Anyone who thought extreme market conditions were unforeseeable cannot have been paying attention. Had they really failed to notice those Northern Rock customers on the television queuing to withdraw their savings?
“If an auditor cannot pick up signs of strain in a banking audit on the eve of the biggest financial crash in a century, then what is the point of the audit?”
It is interesting too that the FRC should use the words ‘not unreasonable’ to describe KPMG’s assessment of the bank’s health.
As Paul Merison, a senior lecturer in audit, pointed out in a letter to the Financial Times, to describe something as ‘not unreasonable’ is the equivalent of asking if you are attractive and getting the reply that you are ‘not ugly’.
It means you can avoid the question by providing negative rather than positive assurance. It is however not the language you would expect from a regulator.
It suggests, says Merison, that the FRC either failed to do a detailed enough assessment of the audit work or that it was unwilling to say something more damning.
The problem is if an auditor cannot pick up signs of strain in a banking audit on the eve of the biggest financial crash in a century, then what is the point of the audit?
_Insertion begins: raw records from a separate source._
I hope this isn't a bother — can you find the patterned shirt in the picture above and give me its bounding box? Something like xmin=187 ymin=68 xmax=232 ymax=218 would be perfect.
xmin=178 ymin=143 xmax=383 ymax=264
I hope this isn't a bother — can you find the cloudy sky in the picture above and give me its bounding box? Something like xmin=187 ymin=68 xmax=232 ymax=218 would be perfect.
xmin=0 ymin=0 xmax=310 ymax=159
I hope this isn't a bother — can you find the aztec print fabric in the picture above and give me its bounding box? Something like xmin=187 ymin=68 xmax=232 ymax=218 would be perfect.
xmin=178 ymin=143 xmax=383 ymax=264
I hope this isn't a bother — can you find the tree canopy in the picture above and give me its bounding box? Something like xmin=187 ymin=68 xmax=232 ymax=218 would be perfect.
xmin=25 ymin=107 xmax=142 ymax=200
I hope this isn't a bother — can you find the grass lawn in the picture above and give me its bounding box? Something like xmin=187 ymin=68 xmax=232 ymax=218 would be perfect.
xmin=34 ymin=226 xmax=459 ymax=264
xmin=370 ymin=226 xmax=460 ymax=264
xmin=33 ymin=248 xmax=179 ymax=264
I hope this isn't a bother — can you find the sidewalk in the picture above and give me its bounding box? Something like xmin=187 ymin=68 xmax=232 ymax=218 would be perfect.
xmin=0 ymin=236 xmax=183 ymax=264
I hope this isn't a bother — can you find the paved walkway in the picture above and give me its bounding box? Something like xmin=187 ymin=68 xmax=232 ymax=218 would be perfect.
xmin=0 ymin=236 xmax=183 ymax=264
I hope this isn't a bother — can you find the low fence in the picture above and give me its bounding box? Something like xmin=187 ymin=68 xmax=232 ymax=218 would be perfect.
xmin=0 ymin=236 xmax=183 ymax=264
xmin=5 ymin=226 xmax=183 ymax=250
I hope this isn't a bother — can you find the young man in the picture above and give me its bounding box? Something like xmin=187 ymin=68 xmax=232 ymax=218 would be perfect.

This also is the question being asked by increasing numbers of the bright young people who move from our top universities to the big accountancy firms. What these firms are finding – although loathe to admit it publicly – is that audit has lost its appeal.
The brightest and best do not want to do it, do not see the point of it, and much prefer to specialise in the other areas of tax and consulting that these firms have to offer. The quality of people opting for audit is in decline, and before too long the quality of those in charge of audit will reflect that decline.
You can detect similar sentiments elsewhere in the FRC’s domain. Currently it is trying to stimulate discussion on how corporate governance might develop over the next few years. However, the backdrop that should not be ignored is that what we have in place has again failed to give the public what it thinks it wants.
The gulf between what governance seeks to deliver and what the public thinks it should deliver is similar to the gulf in expectations over audit. Never has there been so much time and effort invested in following the pages of the Corporate Governance Code, yet there is still so little trust in big business.
The message is clear. Both audit and governance need to evolve in ways that make them relevant to the public and go closer to meeting their expectations. Otherwise they will quickly come to be seen as pointless.